I love working with kids. I have been doing it ever since I aged over the threshold of being a kid myself. In the past, however, I’ve always thought of children’s church and Vacation Bible School as lots of fun but not super important. That’s why they let the volunteers and teenagers work it, right? Somewhere in my church life, I got the idea that children’s ministry is on the back burner, and all the focus should be on adults and youth.
I have been terribly wrong.
Since I have been in Colorado, I have spent a lot of time at children’s church, sports camps and block parties. While entertaining games and activities are important, it is the people called to children’s ministry who are vital in sharing God’s word with these kids. I know the words “called to” are intimidating, but that’s actually how it is. Whether it is your full-time job or you volunteer once a month, God has called you to play a significant role in influencing his children to follow him.
One thing I have learned this year is how important it is that kids see familiar faces and have a routine ministry experience, just like the adults.
“Wait, are you teaching this week? Yay! Miss Gracie is teaching this week!” Those words made me so happy multiple times this summer. Children want to see you today, and they want to see you again next time.
Sunday school is probably the most chaotic time of the week. Kids are not using their inside voices, we can’t find the glue, and someone needs to go potty. It’s easy to get lost in the busyness, but those few minutes of learning about God’s word and praying together go a long way. I like asking kids after church what they learned about, and I’ve found that they actually listen.

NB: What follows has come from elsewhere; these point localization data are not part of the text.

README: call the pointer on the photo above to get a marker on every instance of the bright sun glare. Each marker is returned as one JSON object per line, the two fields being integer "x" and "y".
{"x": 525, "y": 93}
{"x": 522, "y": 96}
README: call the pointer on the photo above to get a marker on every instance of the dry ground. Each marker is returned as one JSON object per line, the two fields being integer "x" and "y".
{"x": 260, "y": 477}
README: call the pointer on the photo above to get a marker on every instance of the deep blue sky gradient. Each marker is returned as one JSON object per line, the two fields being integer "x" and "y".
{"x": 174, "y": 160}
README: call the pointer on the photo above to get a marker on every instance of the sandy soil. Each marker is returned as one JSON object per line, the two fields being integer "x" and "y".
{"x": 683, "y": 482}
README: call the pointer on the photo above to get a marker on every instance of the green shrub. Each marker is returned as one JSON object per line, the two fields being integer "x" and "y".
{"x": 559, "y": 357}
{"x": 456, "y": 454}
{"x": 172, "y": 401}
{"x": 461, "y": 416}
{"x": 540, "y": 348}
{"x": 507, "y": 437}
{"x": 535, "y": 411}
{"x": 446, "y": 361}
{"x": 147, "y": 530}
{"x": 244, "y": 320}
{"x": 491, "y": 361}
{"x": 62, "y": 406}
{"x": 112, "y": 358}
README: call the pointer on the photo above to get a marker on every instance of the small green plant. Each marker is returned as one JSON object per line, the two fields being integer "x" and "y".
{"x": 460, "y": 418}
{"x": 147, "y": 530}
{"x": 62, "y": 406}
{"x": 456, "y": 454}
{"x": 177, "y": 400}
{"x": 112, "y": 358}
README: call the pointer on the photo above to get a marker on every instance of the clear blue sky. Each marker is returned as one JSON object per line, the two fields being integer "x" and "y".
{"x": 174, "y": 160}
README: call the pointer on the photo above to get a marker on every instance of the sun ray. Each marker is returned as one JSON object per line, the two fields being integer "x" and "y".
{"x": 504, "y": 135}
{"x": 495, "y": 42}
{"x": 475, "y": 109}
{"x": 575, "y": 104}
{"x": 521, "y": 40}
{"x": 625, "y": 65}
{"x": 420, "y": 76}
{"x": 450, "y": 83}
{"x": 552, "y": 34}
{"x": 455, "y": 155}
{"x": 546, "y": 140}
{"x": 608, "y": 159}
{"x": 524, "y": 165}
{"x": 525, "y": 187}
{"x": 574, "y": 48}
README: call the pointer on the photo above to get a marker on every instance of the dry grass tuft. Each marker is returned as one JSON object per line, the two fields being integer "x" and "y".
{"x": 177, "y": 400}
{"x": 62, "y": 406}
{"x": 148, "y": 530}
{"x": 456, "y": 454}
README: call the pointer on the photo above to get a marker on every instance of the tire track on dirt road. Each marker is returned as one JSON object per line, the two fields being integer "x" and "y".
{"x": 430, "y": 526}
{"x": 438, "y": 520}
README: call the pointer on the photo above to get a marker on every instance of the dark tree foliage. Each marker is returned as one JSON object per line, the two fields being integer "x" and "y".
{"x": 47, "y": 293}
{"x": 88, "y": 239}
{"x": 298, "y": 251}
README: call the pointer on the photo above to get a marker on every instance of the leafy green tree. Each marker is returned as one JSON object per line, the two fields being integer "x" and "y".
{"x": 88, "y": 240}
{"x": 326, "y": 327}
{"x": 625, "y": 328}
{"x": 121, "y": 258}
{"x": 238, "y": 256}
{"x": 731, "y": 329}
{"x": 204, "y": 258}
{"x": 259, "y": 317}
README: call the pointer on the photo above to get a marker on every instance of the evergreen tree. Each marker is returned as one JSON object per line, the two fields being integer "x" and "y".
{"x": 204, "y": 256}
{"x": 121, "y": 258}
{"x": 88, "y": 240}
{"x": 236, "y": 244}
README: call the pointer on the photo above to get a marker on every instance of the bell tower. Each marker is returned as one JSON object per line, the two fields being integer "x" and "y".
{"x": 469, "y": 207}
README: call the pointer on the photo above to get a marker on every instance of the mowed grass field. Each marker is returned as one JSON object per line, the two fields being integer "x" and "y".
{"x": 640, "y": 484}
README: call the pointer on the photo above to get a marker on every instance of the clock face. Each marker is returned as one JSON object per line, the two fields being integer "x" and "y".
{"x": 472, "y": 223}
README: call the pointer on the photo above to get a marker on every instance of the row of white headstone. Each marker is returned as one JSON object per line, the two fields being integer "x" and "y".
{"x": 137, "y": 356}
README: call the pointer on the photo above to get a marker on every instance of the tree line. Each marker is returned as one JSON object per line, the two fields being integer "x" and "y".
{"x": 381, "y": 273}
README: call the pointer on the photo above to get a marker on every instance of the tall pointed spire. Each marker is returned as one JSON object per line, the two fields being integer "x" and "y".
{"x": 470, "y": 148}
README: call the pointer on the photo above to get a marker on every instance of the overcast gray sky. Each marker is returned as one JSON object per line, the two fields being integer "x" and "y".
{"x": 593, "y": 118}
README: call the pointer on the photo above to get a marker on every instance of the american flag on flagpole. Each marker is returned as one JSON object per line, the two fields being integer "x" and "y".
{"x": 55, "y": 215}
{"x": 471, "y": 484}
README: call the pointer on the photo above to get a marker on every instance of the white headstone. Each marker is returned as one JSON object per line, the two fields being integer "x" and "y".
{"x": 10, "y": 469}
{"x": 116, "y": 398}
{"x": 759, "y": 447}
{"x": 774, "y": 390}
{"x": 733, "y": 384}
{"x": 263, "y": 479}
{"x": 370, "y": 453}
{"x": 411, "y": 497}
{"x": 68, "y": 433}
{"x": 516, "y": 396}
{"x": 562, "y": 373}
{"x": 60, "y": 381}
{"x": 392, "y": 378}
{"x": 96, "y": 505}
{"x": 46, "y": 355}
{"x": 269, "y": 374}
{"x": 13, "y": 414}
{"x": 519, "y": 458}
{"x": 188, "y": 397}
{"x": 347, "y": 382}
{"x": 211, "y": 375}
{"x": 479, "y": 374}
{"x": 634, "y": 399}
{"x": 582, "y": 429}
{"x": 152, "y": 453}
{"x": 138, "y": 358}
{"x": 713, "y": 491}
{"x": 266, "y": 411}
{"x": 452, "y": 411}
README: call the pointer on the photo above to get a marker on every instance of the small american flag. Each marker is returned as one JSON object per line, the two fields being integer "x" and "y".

Most of the time, we get told exactly what to do in children’s ministry—read this story, sing this song, etc. But as a leader, you still have the responsibility to let the Holy Spirit guide that time. One of my favorite moments this summer was when the Sunday school teacher decided to do an interactive gospel presentation before doing whatever the curriculum guided us to do. Do you think the kids remember the video that they usually see, or the new fun activity? The classroom was absolutely chaotic, but they definitely learned something new about Jesus and his saving grace.
Through talking with our supervisors and pastors, my partner and I have learned about the church and the demographics of the population here. They told us families with young children are the most likely to reconnect with the church. This means the kids get to come, but their parents who have disconnected are coming back, too.
At some time or another, parents are faced with questions they do not know how to answer. This curiosity—along with their child’s need to share experiences with their parents—has led many families back to church. If we make children’s ministry as crucial to the church as it is to the kids, we extend that importance to the rest of the family as well.
I think that puts it into perspective. Children’s ministry is an integral part of the church as well as the gateway to family ministry.
Gracie Humphrey, a student at the University of Texas in Austin, is serving this summer in Loveland, Colo., with Go Now Missions.